Monday, Aug. 12, 1957

Red Ink in Italy

In Rome's most modern newspaper plant, the well-oiled whir of the new Czech presses could not drown the hollow clunk of the empty cash register. L'Unit`a, the free world's biggest Communist newspaper and second biggest daily in Italy (after Milan's conservative Corriere della Sera), was as deep in the red as in the Red.

Last week L'Unit`a folded its once-thriving editions in industrial Turin and Genoa, announced that its sole surviving regional edition in Milan will now serve all three cities--a feat comparable to making over a Pittsburgh daily for readers in Philadelphia and Baltimore. Beyond that, the paper was reduced to running a Page One jeremiad by Party Boss Palmiro Togliatti, imploring the faithful to dig deep in their pockets to save L'Unit`a from "extermination."

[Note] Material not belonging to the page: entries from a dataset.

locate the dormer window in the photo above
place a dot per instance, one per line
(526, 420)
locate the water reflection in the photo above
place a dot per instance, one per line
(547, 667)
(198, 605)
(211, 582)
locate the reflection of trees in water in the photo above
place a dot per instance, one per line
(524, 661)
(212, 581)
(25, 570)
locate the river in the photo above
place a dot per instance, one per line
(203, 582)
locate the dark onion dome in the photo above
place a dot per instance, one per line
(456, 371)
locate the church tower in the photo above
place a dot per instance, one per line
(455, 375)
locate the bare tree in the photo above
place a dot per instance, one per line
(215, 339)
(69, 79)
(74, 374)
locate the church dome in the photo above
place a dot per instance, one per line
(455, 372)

Money-losing (annual deficits more than $1,000,000) L'Unit`a's financial crisis was brought on by sharp cutbacks in its subsidies from Moscow and from the financially-pressed Italian Communist Party. But its most serious problem is shriveling circulation, now well below 300,000 from a 1953 peak of 1,574,000. So low has stodgy, 33-year-old L'Unit`a sunk in the eyes of its own staffers that meetings intended to rally support for a "stronger, better" paper in Turin and Genoa last week broke up amid angry attacks on the party bosses by sacked employees. Said one bitter laid-off newsman: "We're all sick to death of being told what to write and what to think." So, apparently, were a lot of L'Unit`a's ex-readers.